This Amended and Restated Promissory Note amends in full, extends and modifies that certain Promissory Note dated February 28, 2023 (the “Original Note ”), in the original principal amount of One Million Five Hundred Thousand Dollars ($1,500,000) made by CSLM Acquisition Corp. (formerly Consilium Acquisition Corp. I, Ltd., a Cayman Islands exempted company, the “Maker”), in favor of Consilium Acquisition Sponsor I, LLC, a Cayman Islands limited liability company (“Payee”). The debt evidenced herein shall replace and discharge the debt evidenced by the Original Note, plus any accrued and unpaid interest thereon. This Amended and Restated Promissory Note is referred to herein as the ‘Note.”

WHEREFORE: Maker promises to pay Payee, or order, the principal balance as set forth on Schedule A hereto, together with all accrued and unpaid interest due on such outstanding balance, in cash in lawful money of the United States of America, on the terms and conditions described below; which schedule shall be updated from time to time by the parties hereto to reflect all advances and re-advances of principal outstanding under this Note; provided that at no time shall the aggregate of all advances and re-advances of principal outstanding under this note exceed TWO MILLION DOLLARS ($2,000,000.00) (the “Maximum Amount”). Any advance hereunder shall be made by the Payee upon a request of Maker and shall be set forth on Schedule A. All payments on this Note shall be made by check or wire transfer of immediately available funds or as otherwise determined by Maker to such account as Payee may from time to time designate by written notice in accordance with the provisions of this Note.

1. Principal. All unpaid principal, together with all accrued and unpaid interest, under this Note shall be due and payable in full on the earlier of: (i) the date by which Maker has to complete a merger, capital stock exchange, asset acquisition, stock purchase, reorganization or similar business combination with one or more businesses (a “Business Combination”) pursuant to Article 166 of its Amended and Restated Memorandum of Association (as it may be amended from time to time), and (ii) the effective date of a Business Combination (such earlier date of (i) and (ii), the “Maturity Date”), unless accelerated upon the occurrence of an Event of Default (as defined below). Any outstanding principal, together with all accrued and unpaid interest, under this Note may be prepaid at any time by Maker, at its election and without penalty. Under no circumstances shall any individual, including, but not limited to, any officer, director, employee or stockholder of Maker, be obligated personally for any obligations or liabilities of Maker hereunder.

2. Drawdown Requests.

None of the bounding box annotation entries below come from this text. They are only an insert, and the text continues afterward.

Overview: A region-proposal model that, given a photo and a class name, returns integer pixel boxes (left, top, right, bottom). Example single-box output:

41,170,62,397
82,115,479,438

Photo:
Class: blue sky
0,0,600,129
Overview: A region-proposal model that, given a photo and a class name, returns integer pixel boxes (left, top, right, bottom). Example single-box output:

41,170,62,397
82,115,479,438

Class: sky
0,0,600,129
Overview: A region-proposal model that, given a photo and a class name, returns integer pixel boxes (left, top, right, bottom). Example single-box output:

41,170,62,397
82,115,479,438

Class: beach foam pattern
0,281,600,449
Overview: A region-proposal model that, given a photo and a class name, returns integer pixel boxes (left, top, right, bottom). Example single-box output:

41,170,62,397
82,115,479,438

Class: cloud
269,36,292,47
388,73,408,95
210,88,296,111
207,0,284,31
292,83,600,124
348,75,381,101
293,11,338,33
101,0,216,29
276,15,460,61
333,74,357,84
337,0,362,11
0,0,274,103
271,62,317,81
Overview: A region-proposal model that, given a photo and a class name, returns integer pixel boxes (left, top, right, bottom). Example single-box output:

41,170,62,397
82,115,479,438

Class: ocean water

Maker and Payee agree that Maker may request, from time to time, up to the Maximum Amount in drawdowns under this Note to be used for working capital purposes. The principal of this Note may be drawn down from time to time prior to the Maturity Date upon request from Maker to Payee (each, a “Drawdown Request”). Each Drawdown Request must state the amount to be drawn down, and must


not be an amount less than Fifty Thousand Dollars ($50,000.00) unless agreed upon by Maker and Payee. Payee shall fund each Drawdown Request no later than three (3) business days after receipt of a Drawdown Request; provided, however, that the maximum amount of drawdowns outstanding under this Note at any time may not exceed the Maximum Amount. No fees, payments or other amounts shall be due to Payee in connection with, or as a result of, any Drawdown Request by Maker.

3. Interest. From the date hereof until the payment in full of this Note, the unpaid principal balance of this Note shall bear interest, which shall accrue daily based on actual days elapsed and a 365- day year, at the rate of 4.75% per annum. All accrued and unpaid interest shall be due and payable in full on the Maturity Date.

4. Application of Payments. All payments shall be applied first to payment in full of any costs incurred in the collection of any sum due under this Note, including (without limitation) reasonable attorney’s fees, then to the payment in full of any accrued and unpaid interest on this Note, and then to the payment in full of any late charges and finally to the reduction of the unpaid principal balance of this Note.

5. Events of Default. The occurrence of any of the following shall constitute an event of default (“Event of Default”):

a. Failure to Make Required Payments. Failure by Maker to pay the principal amount and interest due pursuant to this Note on the Maturity Date.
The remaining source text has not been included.